Traduzir tragédia do Museu Nacional em beleza é desafio para fotógrafo

Conhecido por retratar o patrimônio histórico, Cristiano Mascaro fez ensaio dos escombros

Sala de exposições temporárias, no primeiro pavimento do Museu Histórico Nacional

Sala de exposições temporárias, no primeiro pavimento do Museu Histórico Nacional Cristiano Mascaro/Folhapress

Otavio Valle
São Paulo

Explorar a tênue linha onde se misturam tragédia e beleza foi o maior desafio imposto ao fotógrafo Cristiano Mascaro, 74, convidado pela Folha para registrar os escombros do Museu Nacional, no Rio, que há um ano foi consumido por um incêndio. Boa parte de suas instalações foi destruída, assim como a coleção que a instituição abrigava, de valor histórico e científico inestimável.

Dono de extensa obra, na qual registrou sistematicamente o patrimônio histórico nacional durante décadas, Mascaro desta vez usou sua câmera captar a destruição. “Foi estarrecedor ver a situação em que o museu está.”

“Raramente tenho a oportunidade de realizar um trabalho assim. Esse tipo de narrativa, que é comum ao fotojornalismo, é importante porque não podemos perder a dimensão desses desastres”, explica o fotógrafo, que começou a carreira no jornalismo.

Em 1968, ele fez parte da primeira equipe da revista Veja. “O fotojornalismo atua muito dentro desse antagonismo entre beleza e a tragédia. Mas o belo é muito amplo, e há beleza até na tragédia”, diz. 

Para o novo ensaio, feito em agosto, Mascaro teve acesso a algumas das áreas destruídas do Museu Nacional. “Há uma sensação de perda do que é irrecuperável. Senti muito pelo trabalho das pessoas que atuam lá. O prédio até pode ser reconstruído, mas a perda do conteúdo é o mais grave.” A expectativa é que o museu reabra ao público em 2022.

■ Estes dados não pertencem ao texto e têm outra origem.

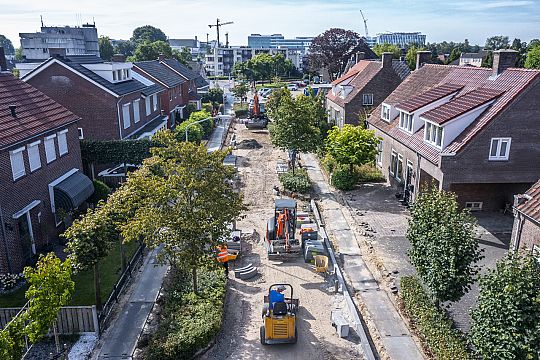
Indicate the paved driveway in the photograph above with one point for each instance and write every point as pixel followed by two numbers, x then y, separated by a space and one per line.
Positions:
pixel 384 219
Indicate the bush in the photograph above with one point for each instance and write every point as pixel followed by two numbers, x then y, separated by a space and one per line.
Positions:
pixel 344 180
pixel 190 320
pixel 435 328
pixel 299 182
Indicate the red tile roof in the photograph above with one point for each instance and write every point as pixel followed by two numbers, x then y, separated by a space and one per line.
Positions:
pixel 461 105
pixel 531 207
pixel 36 112
pixel 434 94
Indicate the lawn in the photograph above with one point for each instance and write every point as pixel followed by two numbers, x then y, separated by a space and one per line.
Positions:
pixel 110 270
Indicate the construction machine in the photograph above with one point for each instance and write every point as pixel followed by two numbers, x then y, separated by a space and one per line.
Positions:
pixel 280 231
pixel 279 318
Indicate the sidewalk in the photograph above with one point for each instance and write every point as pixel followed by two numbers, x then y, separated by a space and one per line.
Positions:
pixel 395 336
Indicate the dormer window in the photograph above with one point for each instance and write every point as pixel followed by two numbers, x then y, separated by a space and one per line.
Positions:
pixel 405 121
pixel 433 134
pixel 385 112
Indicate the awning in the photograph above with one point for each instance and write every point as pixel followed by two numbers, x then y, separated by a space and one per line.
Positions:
pixel 72 191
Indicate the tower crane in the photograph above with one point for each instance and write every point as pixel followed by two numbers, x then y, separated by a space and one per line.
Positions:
pixel 365 23
pixel 217 25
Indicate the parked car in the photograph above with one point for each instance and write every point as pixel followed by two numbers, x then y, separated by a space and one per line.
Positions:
pixel 292 87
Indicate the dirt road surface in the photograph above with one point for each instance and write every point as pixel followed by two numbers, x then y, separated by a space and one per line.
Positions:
pixel 239 338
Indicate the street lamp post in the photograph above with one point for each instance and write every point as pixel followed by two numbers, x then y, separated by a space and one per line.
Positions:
pixel 196 122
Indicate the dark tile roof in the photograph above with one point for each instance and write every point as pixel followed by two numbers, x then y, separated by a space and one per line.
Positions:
pixel 512 82
pixel 416 102
pixel 160 72
pixel 531 207
pixel 461 105
pixel 36 112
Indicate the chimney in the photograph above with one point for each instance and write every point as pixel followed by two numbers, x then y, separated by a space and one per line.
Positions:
pixel 387 59
pixel 13 109
pixel 502 60
pixel 118 58
pixel 3 62
pixel 422 57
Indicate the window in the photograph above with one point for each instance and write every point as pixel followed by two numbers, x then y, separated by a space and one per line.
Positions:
pixel 50 148
pixel 17 163
pixel 136 111
pixel 405 121
pixel 433 134
pixel 147 105
pixel 33 156
pixel 385 112
pixel 500 148
pixel 62 142
pixel 367 99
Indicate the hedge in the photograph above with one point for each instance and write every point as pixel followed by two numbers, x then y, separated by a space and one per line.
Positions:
pixel 435 328
pixel 190 320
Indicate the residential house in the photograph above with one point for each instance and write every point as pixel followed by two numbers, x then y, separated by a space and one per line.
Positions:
pixel 473 131
pixel 40 172
pixel 110 102
pixel 526 231
pixel 363 88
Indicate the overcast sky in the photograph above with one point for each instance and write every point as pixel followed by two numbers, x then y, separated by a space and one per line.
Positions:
pixel 452 20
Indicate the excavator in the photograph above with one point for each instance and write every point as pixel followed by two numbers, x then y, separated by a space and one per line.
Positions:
pixel 280 231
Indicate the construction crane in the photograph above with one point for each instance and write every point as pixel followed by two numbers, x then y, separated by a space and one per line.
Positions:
pixel 365 23
pixel 219 24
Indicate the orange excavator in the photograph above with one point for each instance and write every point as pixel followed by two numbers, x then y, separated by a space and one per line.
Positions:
pixel 280 231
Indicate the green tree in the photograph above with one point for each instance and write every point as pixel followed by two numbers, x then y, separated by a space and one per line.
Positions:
pixel 443 250
pixel 7 45
pixel 394 49
pixel 90 239
pixel 294 127
pixel 506 320
pixel 106 49
pixel 148 33
pixel 352 145
pixel 188 206
pixel 51 287
pixel 533 58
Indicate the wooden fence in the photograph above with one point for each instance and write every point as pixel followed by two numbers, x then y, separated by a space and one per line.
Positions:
pixel 70 320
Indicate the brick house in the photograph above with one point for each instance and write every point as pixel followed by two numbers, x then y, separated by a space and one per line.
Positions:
pixel 110 102
pixel 363 88
pixel 473 131
pixel 526 230
pixel 40 162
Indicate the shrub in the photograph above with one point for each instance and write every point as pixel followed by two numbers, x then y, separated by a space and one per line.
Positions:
pixel 344 179
pixel 299 182
pixel 435 328
pixel 191 320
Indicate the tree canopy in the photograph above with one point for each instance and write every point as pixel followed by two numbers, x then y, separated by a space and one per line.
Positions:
pixel 443 250
pixel 506 320
pixel 333 49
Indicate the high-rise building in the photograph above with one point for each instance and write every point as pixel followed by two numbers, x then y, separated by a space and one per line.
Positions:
pixel 60 40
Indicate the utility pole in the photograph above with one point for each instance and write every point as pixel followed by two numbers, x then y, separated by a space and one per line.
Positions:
pixel 217 25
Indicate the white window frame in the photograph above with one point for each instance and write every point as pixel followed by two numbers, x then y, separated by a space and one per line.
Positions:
pixel 136 111
pixel 34 165
pixel 17 155
pixel 385 112
pixel 48 154
pixel 126 117
pixel 62 135
pixel 498 156
pixel 367 99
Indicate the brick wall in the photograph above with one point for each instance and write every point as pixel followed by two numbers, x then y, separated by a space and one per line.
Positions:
pixel 15 195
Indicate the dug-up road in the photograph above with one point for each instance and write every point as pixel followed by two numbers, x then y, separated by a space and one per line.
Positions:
pixel 239 337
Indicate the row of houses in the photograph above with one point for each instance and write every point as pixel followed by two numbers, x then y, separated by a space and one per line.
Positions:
pixel 470 130
pixel 44 115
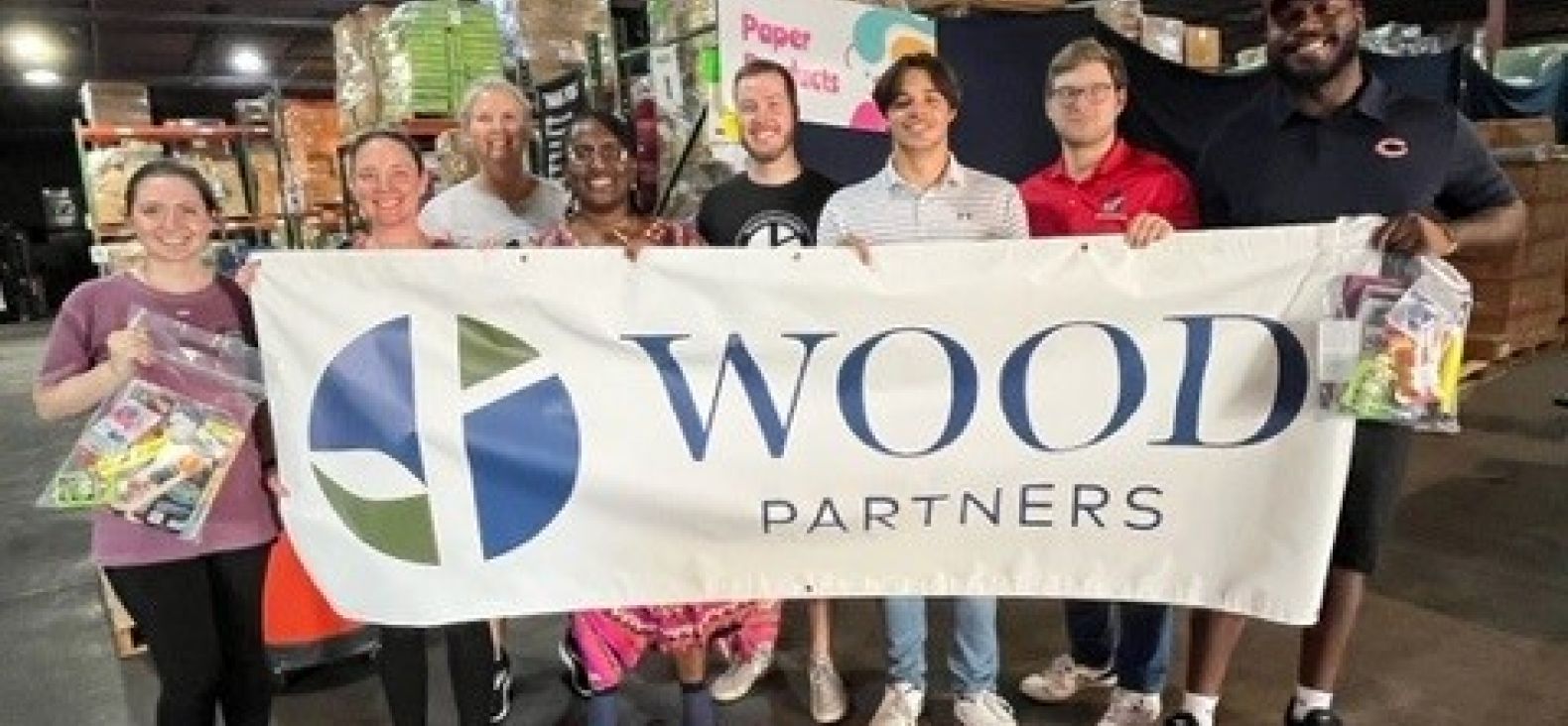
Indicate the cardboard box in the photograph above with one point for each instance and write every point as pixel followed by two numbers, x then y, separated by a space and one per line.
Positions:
pixel 1516 132
pixel 116 104
pixel 1518 296
pixel 1203 49
pixel 1123 16
pixel 1164 37
pixel 1521 261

“O desafio da fotografia é enfrentar a realidade. Com a ela é possível levar às pessoas a dimensão da tragédia.”

Extrair a beleza de motivos trágicos, porém, nunca foi a praia de Mascaro, paulista de Catanduva e arquiteto de formação. Em 1974, após deixar a redação da Veja, o artista trouxe ao público a exposição “Paisagens Urbanas”, que definiu a alma de sua obra, que passou a ser uma referência da fotografia como ferramenta na discussão da utilização do espaço urbano. 

Durante as décadas seguintes, lançou mão do instantâneo para questionar a inserção dos personagens das cidades em suas paisagens. A obra do fotógrafo não trata apenas do registro do universo arquitetônico, mas como os habitantes dos ambientes urbanos se inserem nessa realidade. 

Depois de ganhar renome com suas paisagens urbanas, Mascaro passou a se dedicar a grandes projetos envolvendo patrimônio histórico. Em 2001, o artista fez a documentação de 28 centros históricos de cidades brasileiras para o Programa Monumenta, do Ministério da Cultura. Para o livro “Patrimônio Construído”, de 2002, o artista registrou 110 imóveis tombados do patrimônio histórico nacional, inclusive o museu carioca. 

O novo ensaio fez o fotógrafo recordar de uma situação análoga vivida quase duas décadas atrás: “Fui a Goiás, na cidade de Pirenópolis, registrar a igreja matriz de Nossa Senhora do Rosário. Dias depois de deixar a cidade, a igreja foi tomada e destruída por um incêndio”.